(Reuters) - One of the few paintings in Claude Monet’s celebrated “Haystacks” series that still remains in private hands sold at auction on Tuesday for $110.7 million, setting a record for an Impressionist work.
The oil on canvas, titled “Meules” and completed in 1890, is the first piece of Impressionist art to command more than $100 million at auction, said Sotheby’s, which handled the sale.
That also represents the highest sum ever paid at auction for a painting by Monet, the founder of French Impressionism and a master of “plein air” landscapes who died in 1926, aged 86.

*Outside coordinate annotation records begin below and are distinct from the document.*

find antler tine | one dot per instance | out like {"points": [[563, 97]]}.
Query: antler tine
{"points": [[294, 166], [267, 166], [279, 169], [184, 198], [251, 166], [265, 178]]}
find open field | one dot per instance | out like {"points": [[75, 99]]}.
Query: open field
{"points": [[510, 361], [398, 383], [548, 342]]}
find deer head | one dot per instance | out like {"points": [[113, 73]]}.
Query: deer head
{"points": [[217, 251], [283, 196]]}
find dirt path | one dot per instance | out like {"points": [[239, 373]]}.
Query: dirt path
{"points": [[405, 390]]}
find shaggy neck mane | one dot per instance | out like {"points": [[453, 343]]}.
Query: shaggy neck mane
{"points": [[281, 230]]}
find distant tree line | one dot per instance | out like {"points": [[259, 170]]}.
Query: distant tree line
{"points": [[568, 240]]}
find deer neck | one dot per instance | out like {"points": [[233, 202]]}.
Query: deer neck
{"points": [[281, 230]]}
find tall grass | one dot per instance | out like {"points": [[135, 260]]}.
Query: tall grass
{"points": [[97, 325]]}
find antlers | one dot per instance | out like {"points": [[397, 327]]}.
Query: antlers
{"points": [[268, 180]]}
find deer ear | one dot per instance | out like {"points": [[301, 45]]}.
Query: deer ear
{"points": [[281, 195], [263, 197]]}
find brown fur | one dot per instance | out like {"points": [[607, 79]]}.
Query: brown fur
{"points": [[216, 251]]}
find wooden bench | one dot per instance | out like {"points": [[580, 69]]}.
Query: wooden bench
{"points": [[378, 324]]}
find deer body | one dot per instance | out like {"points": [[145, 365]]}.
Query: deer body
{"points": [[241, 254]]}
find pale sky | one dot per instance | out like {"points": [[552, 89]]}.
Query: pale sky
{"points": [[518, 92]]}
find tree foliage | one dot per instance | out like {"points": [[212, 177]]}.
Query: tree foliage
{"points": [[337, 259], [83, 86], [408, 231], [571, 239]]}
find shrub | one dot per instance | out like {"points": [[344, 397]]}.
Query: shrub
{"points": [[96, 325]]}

“Meules” was one of 25 paintings in a series depicting stacks of harvested wheat belonging to Monet’s neighbor in Giverny, France.
The works are widely acclaimed for capturing the play of light on his subject and for their influence on the Impressionist movement.
Most works in the series have long been displayed in top world museums, from the Getty Center in Los Angeles to the Musee D’Orsay in Paris and the Metropolitan Museum of Art in New York.
“Meules” is one of only four to have come up for auction this century.
Sotheby’s said the painting was acquired by wealthy Chicago socialites directly from Monet’s dealer in the 1890s and remained in the family until it was bought at auction in 1986 by the present sellers for $2.53 million.
The auction house did not identify the painting’s buyer, who beat out five other bidders in an eight-minute auction in New York City.